Microbial forensics is a scientific discipline for analyzing evidence related to biological crimes by identifying the origin of microorganisms. Multiple locus variable number tandem repeat analysis(MLVA) is one of the microbiological analysis methods used to specify subtypes within a species based on the number of tandem repeat in the genome, and advances in next generation sequencing(NGS) technology have enabled in silico anlysis of full-length whole genome sequences. In this paper, we analyzed unknown samples provided by Robert Koch Institute(RKI) through The United Nations Secretary-General's Mechanism(UNSGM)'s external quality assessment exercise(EQAE) project, which we officially participated in 2023. We confirmed that the 3 unknown samples were B. anthracis through nucleic acid isolation and genetic sequence analysis studies. MLVA results on 32 loci of B. anthracis were analysed by using genome sequences obtained from NGS(NextSeq and MinION) and Sanger sequencing. The MLVA typing using short-reads based NGS platform(NextSeq) showed a high probability of causing assembly error when a size of the tandem repeats was grater than 200 bp, while long-reads based NGS platform(MinION) showed higher accuracy than NextSeq, although insertion and deletion was observed.

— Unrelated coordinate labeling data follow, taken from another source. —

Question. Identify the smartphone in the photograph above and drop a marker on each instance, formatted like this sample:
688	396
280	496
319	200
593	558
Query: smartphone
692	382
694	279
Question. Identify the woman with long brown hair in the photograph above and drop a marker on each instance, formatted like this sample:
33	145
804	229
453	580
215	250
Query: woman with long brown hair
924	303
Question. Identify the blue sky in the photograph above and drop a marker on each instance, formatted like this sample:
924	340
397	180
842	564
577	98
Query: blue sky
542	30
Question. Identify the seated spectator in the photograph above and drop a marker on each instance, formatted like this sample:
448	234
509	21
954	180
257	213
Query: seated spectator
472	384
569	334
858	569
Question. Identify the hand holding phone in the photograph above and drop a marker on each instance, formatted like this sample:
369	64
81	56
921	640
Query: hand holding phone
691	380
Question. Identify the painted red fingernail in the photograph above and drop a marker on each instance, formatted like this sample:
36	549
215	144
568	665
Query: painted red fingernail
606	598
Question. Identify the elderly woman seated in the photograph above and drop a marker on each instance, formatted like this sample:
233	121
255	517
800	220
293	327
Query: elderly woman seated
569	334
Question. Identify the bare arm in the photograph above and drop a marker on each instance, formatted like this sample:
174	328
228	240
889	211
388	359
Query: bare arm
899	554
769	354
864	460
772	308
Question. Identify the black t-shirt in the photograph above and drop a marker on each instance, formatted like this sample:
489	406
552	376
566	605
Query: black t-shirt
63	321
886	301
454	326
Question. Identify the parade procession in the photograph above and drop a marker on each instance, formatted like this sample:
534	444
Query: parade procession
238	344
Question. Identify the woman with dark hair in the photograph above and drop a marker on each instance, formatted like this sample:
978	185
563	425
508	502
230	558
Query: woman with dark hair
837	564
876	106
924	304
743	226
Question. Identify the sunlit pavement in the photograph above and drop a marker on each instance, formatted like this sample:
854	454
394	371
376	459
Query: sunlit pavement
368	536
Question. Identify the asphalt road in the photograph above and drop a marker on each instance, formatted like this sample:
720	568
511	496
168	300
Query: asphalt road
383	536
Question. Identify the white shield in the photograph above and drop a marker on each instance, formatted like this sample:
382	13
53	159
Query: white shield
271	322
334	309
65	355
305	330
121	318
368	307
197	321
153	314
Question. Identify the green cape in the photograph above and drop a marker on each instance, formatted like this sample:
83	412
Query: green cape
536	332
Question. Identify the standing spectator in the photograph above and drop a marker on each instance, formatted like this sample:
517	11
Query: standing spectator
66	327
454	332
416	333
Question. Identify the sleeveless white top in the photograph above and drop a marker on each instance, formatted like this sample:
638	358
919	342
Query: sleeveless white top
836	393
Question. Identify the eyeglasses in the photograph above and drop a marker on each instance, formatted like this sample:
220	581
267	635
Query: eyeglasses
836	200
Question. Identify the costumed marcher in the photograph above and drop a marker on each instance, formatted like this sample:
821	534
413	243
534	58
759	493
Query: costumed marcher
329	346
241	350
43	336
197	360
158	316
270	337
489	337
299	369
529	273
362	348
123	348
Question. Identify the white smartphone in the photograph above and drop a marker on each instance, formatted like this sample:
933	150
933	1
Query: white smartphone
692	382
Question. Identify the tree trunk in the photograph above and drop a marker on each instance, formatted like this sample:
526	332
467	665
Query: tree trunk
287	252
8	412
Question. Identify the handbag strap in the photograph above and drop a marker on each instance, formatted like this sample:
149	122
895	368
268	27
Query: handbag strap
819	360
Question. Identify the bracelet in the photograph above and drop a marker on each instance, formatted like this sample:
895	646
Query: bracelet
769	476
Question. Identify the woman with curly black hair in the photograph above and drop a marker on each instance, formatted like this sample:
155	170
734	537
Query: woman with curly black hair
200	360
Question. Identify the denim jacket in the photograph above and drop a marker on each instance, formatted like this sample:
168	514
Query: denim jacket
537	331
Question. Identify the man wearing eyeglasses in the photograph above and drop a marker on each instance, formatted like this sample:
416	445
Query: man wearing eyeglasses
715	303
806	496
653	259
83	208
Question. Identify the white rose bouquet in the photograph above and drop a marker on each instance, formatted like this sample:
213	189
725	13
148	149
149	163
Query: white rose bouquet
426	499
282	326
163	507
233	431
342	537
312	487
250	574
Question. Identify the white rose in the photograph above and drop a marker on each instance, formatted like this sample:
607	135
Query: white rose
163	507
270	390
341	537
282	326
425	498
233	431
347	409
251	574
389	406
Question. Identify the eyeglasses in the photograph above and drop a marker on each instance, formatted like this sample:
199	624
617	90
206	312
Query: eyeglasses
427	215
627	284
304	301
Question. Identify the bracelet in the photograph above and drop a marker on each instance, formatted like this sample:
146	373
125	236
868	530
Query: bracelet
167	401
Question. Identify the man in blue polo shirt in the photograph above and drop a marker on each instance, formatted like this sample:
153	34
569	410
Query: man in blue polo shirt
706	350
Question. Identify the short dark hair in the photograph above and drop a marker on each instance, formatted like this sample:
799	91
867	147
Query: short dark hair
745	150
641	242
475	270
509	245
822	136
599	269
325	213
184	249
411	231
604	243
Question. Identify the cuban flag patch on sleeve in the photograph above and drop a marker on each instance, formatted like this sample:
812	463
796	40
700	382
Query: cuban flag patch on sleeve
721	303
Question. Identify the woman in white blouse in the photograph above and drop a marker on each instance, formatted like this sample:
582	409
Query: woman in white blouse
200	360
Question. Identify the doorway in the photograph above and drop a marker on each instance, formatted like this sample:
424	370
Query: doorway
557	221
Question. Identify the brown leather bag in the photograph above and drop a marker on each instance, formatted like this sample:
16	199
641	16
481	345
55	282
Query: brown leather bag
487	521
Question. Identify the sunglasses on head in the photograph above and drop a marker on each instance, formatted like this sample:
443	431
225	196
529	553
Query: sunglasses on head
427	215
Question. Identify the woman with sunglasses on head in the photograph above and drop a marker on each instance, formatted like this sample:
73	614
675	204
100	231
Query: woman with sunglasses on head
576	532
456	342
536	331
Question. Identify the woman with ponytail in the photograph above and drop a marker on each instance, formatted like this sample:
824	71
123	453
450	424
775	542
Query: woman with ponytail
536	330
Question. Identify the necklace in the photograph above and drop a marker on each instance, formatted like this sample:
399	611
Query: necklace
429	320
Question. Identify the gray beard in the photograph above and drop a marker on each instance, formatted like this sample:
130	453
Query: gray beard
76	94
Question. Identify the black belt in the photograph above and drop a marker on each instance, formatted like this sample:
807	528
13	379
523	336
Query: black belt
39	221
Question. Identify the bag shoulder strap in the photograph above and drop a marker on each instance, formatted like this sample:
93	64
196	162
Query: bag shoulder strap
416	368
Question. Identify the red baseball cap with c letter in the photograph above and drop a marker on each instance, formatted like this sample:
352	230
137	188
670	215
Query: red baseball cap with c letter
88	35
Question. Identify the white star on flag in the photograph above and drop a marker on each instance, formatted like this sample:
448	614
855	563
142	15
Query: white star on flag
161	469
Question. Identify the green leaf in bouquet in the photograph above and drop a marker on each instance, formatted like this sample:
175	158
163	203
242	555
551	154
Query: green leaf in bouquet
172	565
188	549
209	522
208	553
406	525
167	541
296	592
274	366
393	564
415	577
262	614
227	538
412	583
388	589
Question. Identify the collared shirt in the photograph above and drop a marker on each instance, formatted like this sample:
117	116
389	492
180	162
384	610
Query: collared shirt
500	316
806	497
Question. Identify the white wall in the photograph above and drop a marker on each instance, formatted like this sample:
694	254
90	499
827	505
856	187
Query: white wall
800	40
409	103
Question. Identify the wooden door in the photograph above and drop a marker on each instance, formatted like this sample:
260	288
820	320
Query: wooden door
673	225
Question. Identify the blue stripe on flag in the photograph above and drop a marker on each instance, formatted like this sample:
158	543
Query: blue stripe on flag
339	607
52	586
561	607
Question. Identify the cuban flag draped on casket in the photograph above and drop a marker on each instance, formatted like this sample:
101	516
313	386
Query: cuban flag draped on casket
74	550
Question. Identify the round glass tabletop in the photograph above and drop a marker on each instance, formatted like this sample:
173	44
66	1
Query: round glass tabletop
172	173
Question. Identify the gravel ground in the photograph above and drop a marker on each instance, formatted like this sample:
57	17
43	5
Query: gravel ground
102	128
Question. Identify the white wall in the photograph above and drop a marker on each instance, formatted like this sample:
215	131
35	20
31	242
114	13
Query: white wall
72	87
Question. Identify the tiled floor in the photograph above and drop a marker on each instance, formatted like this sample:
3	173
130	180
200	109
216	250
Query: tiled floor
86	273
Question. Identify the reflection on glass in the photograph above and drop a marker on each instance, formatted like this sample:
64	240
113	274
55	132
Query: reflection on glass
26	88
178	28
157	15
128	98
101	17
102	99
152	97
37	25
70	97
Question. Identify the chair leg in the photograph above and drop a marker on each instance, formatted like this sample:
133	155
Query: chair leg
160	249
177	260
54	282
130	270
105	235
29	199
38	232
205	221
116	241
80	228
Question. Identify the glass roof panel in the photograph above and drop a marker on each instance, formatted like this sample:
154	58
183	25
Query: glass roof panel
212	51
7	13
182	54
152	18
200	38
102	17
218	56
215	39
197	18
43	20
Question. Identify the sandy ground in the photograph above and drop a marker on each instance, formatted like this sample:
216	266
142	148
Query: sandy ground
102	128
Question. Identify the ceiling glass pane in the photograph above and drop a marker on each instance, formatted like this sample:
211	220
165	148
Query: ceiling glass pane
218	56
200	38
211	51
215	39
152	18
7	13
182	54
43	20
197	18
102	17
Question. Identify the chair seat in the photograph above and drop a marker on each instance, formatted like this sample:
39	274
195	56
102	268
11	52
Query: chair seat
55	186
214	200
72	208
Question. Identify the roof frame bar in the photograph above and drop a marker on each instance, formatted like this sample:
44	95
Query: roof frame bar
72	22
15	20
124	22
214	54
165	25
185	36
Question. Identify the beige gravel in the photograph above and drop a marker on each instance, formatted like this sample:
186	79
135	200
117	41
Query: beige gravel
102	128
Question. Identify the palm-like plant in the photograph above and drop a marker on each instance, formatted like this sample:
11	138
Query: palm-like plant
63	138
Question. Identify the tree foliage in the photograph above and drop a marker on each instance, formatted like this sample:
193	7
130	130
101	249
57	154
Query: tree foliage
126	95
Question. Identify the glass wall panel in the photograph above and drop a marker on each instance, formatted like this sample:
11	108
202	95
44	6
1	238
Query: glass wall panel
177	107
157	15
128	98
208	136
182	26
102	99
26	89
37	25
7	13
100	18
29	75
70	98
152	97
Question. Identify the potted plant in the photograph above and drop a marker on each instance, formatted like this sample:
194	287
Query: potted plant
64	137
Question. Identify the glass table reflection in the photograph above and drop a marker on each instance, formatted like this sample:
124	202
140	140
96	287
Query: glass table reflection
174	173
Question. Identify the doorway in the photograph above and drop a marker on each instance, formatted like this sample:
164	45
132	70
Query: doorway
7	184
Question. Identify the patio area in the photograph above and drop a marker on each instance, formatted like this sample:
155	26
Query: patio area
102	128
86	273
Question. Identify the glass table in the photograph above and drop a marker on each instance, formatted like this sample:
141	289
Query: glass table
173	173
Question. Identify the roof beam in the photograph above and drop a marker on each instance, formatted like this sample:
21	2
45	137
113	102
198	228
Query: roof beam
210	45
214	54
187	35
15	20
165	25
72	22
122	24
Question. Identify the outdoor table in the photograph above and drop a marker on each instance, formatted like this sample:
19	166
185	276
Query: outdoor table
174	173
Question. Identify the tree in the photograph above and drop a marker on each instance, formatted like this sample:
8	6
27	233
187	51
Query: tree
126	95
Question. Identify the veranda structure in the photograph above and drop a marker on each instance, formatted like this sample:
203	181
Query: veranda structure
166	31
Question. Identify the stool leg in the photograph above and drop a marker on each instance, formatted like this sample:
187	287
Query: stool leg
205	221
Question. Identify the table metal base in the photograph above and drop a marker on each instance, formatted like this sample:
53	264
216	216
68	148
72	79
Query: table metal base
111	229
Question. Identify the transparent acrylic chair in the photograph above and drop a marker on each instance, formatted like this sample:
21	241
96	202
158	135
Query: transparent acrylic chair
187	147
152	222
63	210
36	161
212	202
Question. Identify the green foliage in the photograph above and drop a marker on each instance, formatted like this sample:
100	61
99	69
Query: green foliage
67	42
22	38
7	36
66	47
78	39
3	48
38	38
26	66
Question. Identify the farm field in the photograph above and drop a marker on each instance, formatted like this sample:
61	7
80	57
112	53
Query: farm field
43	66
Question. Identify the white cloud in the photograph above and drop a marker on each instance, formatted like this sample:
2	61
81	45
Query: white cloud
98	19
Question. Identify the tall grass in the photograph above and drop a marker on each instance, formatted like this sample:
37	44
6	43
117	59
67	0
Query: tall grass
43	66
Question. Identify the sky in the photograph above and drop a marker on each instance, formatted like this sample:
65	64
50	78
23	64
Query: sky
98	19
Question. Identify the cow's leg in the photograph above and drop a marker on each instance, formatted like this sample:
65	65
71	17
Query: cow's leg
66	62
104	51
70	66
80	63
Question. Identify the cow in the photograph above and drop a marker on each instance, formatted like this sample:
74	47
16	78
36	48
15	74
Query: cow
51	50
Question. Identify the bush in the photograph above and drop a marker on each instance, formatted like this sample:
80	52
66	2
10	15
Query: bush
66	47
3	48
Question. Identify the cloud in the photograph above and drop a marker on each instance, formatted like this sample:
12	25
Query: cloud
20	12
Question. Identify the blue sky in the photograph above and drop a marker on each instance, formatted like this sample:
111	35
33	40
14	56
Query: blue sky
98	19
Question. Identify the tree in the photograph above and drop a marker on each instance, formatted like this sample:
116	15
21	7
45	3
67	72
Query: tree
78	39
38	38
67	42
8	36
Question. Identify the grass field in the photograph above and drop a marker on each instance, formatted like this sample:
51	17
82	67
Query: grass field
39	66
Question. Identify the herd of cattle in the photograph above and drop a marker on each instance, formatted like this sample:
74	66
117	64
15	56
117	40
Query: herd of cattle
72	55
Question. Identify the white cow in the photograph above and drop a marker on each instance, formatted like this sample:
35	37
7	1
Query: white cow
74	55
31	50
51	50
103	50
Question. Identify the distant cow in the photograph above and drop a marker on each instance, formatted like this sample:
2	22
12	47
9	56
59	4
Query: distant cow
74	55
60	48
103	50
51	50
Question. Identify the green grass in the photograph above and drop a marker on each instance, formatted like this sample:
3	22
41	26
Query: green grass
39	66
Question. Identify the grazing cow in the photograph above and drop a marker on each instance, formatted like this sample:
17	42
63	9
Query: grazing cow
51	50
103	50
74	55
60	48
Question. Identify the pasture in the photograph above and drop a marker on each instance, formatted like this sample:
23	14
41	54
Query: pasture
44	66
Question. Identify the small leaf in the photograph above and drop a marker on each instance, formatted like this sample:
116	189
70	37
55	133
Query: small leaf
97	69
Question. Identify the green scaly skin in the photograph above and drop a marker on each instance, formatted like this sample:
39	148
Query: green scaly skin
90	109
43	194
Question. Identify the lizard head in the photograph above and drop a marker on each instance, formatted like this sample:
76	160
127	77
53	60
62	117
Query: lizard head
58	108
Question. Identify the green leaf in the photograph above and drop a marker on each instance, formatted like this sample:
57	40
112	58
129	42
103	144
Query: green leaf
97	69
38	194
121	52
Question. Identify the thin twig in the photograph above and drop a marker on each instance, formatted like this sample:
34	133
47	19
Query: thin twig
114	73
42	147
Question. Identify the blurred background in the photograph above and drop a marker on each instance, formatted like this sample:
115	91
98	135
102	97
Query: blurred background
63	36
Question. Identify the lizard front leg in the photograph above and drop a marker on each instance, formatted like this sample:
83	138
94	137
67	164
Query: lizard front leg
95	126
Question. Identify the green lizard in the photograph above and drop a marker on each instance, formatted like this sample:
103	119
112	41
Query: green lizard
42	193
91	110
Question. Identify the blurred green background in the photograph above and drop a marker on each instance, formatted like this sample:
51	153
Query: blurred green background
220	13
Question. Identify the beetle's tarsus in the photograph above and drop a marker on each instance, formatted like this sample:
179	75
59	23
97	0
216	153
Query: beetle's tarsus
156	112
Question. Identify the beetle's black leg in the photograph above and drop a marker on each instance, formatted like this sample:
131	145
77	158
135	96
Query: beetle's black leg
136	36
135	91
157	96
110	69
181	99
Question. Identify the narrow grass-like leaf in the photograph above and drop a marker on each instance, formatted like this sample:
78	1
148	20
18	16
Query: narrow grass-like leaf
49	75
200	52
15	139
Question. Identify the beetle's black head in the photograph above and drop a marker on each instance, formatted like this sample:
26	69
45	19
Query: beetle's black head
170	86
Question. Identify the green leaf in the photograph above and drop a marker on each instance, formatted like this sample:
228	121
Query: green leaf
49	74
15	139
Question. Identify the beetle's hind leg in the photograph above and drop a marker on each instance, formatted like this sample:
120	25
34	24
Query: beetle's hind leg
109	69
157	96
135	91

We also showed hybrid assembly can correct most indel error caused by MinION. Based on the MLVA results, genetic identification was performed compared to the 2,975 published MLVA databases of B. anthracis, and MLVA results of 10 strains were identical with 3 unkonwn samples. As a result of whole genome alignment of the 10 strains and 3 unknown samples, all samples were identified as B. anthracis strain A4564 which is associated with injectional anthrax isolates in heroin users.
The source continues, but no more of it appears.